I looked down at it. I sure the hell wasn't going to give it up. It gave me something to do with my good hand, for one thing. It gave me something to hold on to. “I like it,” I said.

But there was no time for an argument because the door opened then, and a man shorter, fatter, older, and no better dressed than my father stood in the doorway. He had his kids—Andrea and Curtis Jr.—on either side of him. I could tell they were scared—all of them. The little kid, Curtis Jr., who had a soft, fat face with blue eyes and who was squirming beneath his father's arm, must have been five or so. Before anything was said, the boy started picking his nose, and Curtis took his son's hand and held it tightly. “No,” Curtis said. The boy was dressed in these brown corduroy pants and a white oxford with one of those polo ponies on the chest—Ralph Lauren for little kids. The girl was taller—she might have been ten or so—and was staring down at her shiny-as-hell black shoes with a fine strap through which the pink of her stockings seemed to burn and give off light. She wore this dress that came down just below her knees and was the color and texture of cotton candy. She hated us. I could tell that without even seeing her face.

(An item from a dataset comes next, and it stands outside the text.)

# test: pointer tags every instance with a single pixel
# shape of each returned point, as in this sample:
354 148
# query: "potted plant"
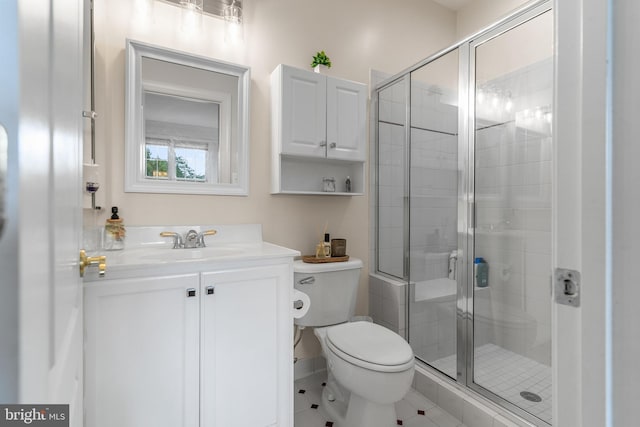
320 59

“Hi,” Curtis said to all of us. Nobody answered. Even my mother remained silent. Curtis looked at me, and I was shocked to recognize his eyes. Shallow and blue, they were his mother's, and I thought about how we each knew the other's mother, only he loved mine and I—or so I told myself—hated his. He was, as far as I could see, a slob. For one thing, both his children—probably thanks to his ex-wife—were better dressed than he. He wore blue jeans with the cuffs rolled up once over a pair of spit-shined cowboy boots, the brown leather textured like rattlesnake skin, and a shieldlike belt buckle with a chunk of turquoise in the middle. His arms were muscled, but his belly stretched the green fabric of his polo shirt a little. His hands were thick and short, like paws. In one, he still held his son's nose-picking hand while the other held the door open with powerful, stubby fingers. His thin blond hair was a burnished, reddish gold. His teeth were very white. “Would you like to come in?” he asked.